Luciferase reporter constructs and luciferase assay
The 3′ UTRs of indicated genes were amplified from mouse genomic DNA via PCR and subcloned into an edited version of the pRL-TK-CX6X Renilla luciferase reporter plasmid (Addgene) via XhoI and ApaI or XhoI and NotI sites added to the 5′ and 3′ ends of the PCR amplicons. Following restriction digestion, amplicons were ligated with the vector using the NEB Quick Ligation kit (NEB). Predicted miR-146a recognition sites within the UTRs were mutated as indicated in the text using the QuikChange II site-directed mutagenesis kit (Thermo Fisher Scientific). A more detailed catalog of oligonucleotide sequences is provided in Table S4.
Table S4 Antibody and Oligonucleotide Table.

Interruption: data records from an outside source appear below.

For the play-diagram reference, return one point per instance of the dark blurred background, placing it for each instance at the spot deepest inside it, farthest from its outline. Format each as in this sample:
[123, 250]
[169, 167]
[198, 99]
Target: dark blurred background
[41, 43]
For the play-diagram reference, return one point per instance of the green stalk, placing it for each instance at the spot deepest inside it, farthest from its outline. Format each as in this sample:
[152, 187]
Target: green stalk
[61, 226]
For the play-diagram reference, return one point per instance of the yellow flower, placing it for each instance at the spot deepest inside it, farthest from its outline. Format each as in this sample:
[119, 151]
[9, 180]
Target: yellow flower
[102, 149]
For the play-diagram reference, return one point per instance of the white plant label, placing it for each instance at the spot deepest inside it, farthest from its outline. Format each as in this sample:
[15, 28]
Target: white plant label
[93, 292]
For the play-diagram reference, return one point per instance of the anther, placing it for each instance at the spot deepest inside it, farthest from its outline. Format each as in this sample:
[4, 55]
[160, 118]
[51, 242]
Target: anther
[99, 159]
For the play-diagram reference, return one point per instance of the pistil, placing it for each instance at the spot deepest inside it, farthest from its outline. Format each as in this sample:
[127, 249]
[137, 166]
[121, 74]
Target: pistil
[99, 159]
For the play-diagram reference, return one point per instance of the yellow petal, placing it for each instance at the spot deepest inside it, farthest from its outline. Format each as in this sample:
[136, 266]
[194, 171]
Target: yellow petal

HeLa cells were seeded in 24-well plates at a seeding density of 40,000 cells/well in DMEM supplemented with L-glutamine, penicillin, streptomycin, sodium pyruvate, Hepes (pH 7.4), nonessential amino acids, and β-mercaptoethanol (DMEM complete) and allowed to grow overnight. The following day, the cells were transfected with the pGL3 Firefly luciferase control plasmid (Promega), one of the experimental Renilla luciferase reporter plasmids, and varying concentrations of either the WT or 3ʹF miRNA mimic duplexes (Sigma-Aldrich), along with a balanced amount of irrelevant anti-CXCR4 siRNA duplex (Sigma-Aldrich) to ensure that the final siRNA concentration in each well was always equal to 31.6 nM. Transfections were performed using the Lipofectamine 3000 transfection reagent system (Thermo Fisher Scientific) as per the manufacturer's protocol. Luciferase assays were performed using the Dual-Luciferase Reporter Assay System (Promega) as per the manufacturer's protocol on a Tecan M200 multimode reader using Tecan Magellan software (Tecan).
Splenic immunophenotyping
Spleens were excised, massed, photographed, and disaggregated. Red blood cells were lysed with ACK buffer, and the splenocyte suspensions were quantified before staining for the indicated markers. One million splenocytes were stained using a 1:100 dilution of fluorophore-tagged antibodies in 100 μl PBS + 1% FBS + 1 mM EDTA for 15 min at 4°C, after which the cells were washed three times. Cell viability was ensured by staining with NucBlue Live ReadyProbes Reagent (Thermo Fisher Scientific). Cells heat-killed at 65°C for 15 min were used as a control. Data were collected using a BD LSRFortessa flow cytometer and analyzed using Kaluza Analysis software V1.5 (Beckman Coulter). A detailed catalog of antibodies utilized is provided in Table S4.
Histological analysis
Livers and kidneys were excised to 70% ethanol and submitted to the Baylor College of Medicine Center for Comparative Medicine, where they were processed for hematoxylin and eosin staining via standard methods. Histological scoring was performed by a staff licensed veterinary pathologist blinded to the origin of the histological samples.
LPS challenges
For sublethal LPS challenges, mice were bled retro-orbitally and then stimulated with LPS at a dose of 1 mg/kg body mass. The mice were bled again at 2 h and 24 h post-injection. For lethal LPS challenges, the mice were retro-orbitally bled and then stimulated with LPS at a dose of 35 mg/kg body mass. The mice were bled again at 6 h post-injection. Serum was collected from the blood via differential centrifugation at 9,800 g for 7 min at 4°C. IL-6 was quantified via commercial ELISA kit (R&D Systems) following the manufacturer's instructions. Other cytokines were quantified via Luminex assay (Thermo Fisher Scientific) by the Baylor College of Medicine Antibody-Based Proteomics core. For lethal LPS challenges, the mice were monitored hourly for morbidity beginning at 10 h post-injection.
CBC analysis
Blood was collected via retro-orbital bleeding into EDTA-coated collection vials (BD Pharmingen) and submitted to the Baylor College of Medicine Center for Comparative Medicine.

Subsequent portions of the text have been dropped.